This is a fast, space-efficient implementation of an intrusive red-black tree. Intrusive red-black trees have several advantages over their non-intrusive equivalents, including:
- Improved data locality due to the red-black node's members being located close by to the actual data it organizes
- Less code-bloat than one could expect from a templated red-black tree implementation
- The flexibility to place data into multiple red-black trees without having to encapsulate one red-black tree node within another (resulting in extra pointer dereferences)
To use this implementation, just copy rbtree.h and rbtree.c into your repository and use them as you would any other header and source files. There are no external dependencies, and it should build perfectly fine with any C/C++ compiler.
The example/test programs can be built with Make (but see Tests).
make
See points.c for a more complete usage example.
Create a type.
struct demo
{
rbnode_t node;
int data;
};Define a comparison function for your type to be used when sorting or searching the red-black tree.
int compare(rbnode_t const* node, void const* key)
{
/* Get a pointer to the demo object that contains the current red-black node. */
struct demo* demo = rbnode_data(node, struct demo, node);
/* Return integer value to indicate position of key relative to current node. */
return demo->data - (int) key;
}Create a tree.
rbtree_t tree = RBTREE_INIT;Create some instances of your custom type.
size_t const size = 1000000;
struct demo* vec = (struct demo*) malloc(sizeof(*vec) * size);
for (size_t i = 0; i < size; ++i) {
vec[i] = (struct demo) { .node = RBNODE_INIT, .data = i };
}Insert the instances into the tree.
for (size_t i = 0; i < size; ++i) {
rbtree_insert(&tree, &vec[i], (void*) vec[i].data, compare);
}Search for a value in the tree.
rbnode_t* node = rbtree_search(&tree, (void*) 1337, compare);
struct demo* demo = rbnode_data(node, struct demo, node);
printf("%d\n", demo->data);Remove some of the instances from the tree.

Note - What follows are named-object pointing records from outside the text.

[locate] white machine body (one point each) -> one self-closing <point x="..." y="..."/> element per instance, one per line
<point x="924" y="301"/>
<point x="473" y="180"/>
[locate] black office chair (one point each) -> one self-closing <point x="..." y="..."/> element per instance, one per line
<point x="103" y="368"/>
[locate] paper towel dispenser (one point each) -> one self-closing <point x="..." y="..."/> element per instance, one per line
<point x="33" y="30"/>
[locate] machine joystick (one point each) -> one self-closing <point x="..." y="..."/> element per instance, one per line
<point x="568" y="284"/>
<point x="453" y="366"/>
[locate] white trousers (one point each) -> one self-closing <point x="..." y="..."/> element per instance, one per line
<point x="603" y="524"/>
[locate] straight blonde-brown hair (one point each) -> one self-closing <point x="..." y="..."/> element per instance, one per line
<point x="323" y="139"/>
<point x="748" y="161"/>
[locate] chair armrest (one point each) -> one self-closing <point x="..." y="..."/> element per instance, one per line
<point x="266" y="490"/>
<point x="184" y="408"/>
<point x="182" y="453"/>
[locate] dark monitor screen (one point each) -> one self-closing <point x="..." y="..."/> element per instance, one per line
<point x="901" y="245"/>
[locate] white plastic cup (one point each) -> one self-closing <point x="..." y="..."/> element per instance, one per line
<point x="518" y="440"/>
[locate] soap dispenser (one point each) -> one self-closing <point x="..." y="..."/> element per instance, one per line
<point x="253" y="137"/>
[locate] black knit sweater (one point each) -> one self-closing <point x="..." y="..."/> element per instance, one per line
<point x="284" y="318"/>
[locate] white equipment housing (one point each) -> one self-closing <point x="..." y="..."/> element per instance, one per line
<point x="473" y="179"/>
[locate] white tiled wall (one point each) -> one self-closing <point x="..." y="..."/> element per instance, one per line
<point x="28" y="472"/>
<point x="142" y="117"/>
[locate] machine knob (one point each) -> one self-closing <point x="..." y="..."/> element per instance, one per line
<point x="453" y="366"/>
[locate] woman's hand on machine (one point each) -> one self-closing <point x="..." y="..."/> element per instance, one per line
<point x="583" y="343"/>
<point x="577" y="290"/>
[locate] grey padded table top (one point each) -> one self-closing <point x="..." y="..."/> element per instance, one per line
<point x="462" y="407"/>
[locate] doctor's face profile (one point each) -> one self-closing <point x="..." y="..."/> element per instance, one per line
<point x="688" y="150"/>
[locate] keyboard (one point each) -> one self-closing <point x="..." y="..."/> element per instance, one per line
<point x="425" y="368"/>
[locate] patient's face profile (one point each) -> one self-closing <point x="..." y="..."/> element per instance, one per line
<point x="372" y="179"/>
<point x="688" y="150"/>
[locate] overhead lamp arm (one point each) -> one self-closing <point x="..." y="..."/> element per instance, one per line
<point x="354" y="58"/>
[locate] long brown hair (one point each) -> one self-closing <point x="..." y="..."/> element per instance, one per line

rbtree_remove(&tree, &vec[ 42].node);
rbtree_remove(&tree, &vec[1234].node);
rbtree_remove(&tree, &vec[1337].node);
rbtree_remove(&tree, &vec[9999].node);The fuzzer.c file implements a test harness for fuzzing this implementation of red-black
trees. By default, running make compiles the program with your system's default C compiler. In
this case, the program will read in data once per invocation, which is useful for testing individual
inputs. However, when fuzzing we are generally testing many different mutations, which would be slow
if we had to spawn a new process for each input. You can build a faster fuzzer by telling Make to
use one of AFL's compilers instead.
AFL_USE_ASAN=1 CC=afl-clang-lto CFLAGS='-g -O2' make -j$(nproc)
There are also two preprocessor macros you might want to define in CFLAGS when compiling the
fuzzer. FUZZER_DATA_TYPE defines the type of data stored in the red-black tree and which will be
fuzzed. For example, to tell it to fuzz 8-bit integers instead of 32-bit integers (the default), add
-DFUZZER_DATA_TYPE=int8_t to the list of CFLAGS. Additionally, you can configure how often the
fuzzer checks that the red-black tree properties are maintained with the FUZZER_VALIDATE
preprocessor macro. A value of 1, tells it to check once per fuzzed input, while a value of 2 or
greater tells it to check after every insert or delete operation. By default, if you leave it unset,
then the red-black tree properties are not checked, and the fuzzer will only detect memory errors.
The stress.c file implements a simple utility to benchmark insert, delete, and search
operations on red-black trees of various sizes. It currently can only be compiled on x86 platforms
as it relies on the rdtsc instruction to measure really small time intervals.
$ ./stress
Usage: ./stress <size>
A simple utility for benchmarking operations on red-black trees of various sizes.
Arguments:
size The size of the red-black tree to use for benchmarking.
Example results for a tree of 1,000,000 elements.
$ ./stress 1000000
Insert (cycles): tot = 411533284, avg = 411
Delete (cycles): tot = 66396386, avg = 66
Search (cycles): tot = 341378991, avg = 341
The size of the data stored in each node of the tree can be configured with the STRESS_DATA_LEN
preprocessor macro. Its value defines the number of size_t values to place in each node, and will
affect the speed of insert and search operations, since they perform comparisons on these values.
Delete operations, on the other hand, perform no node comparisons, and are not significantly
affected by this macro.
NOTE: This program does not play well with link-time optimizations (-flto), and the results
you see may be misleading if you compile with this option.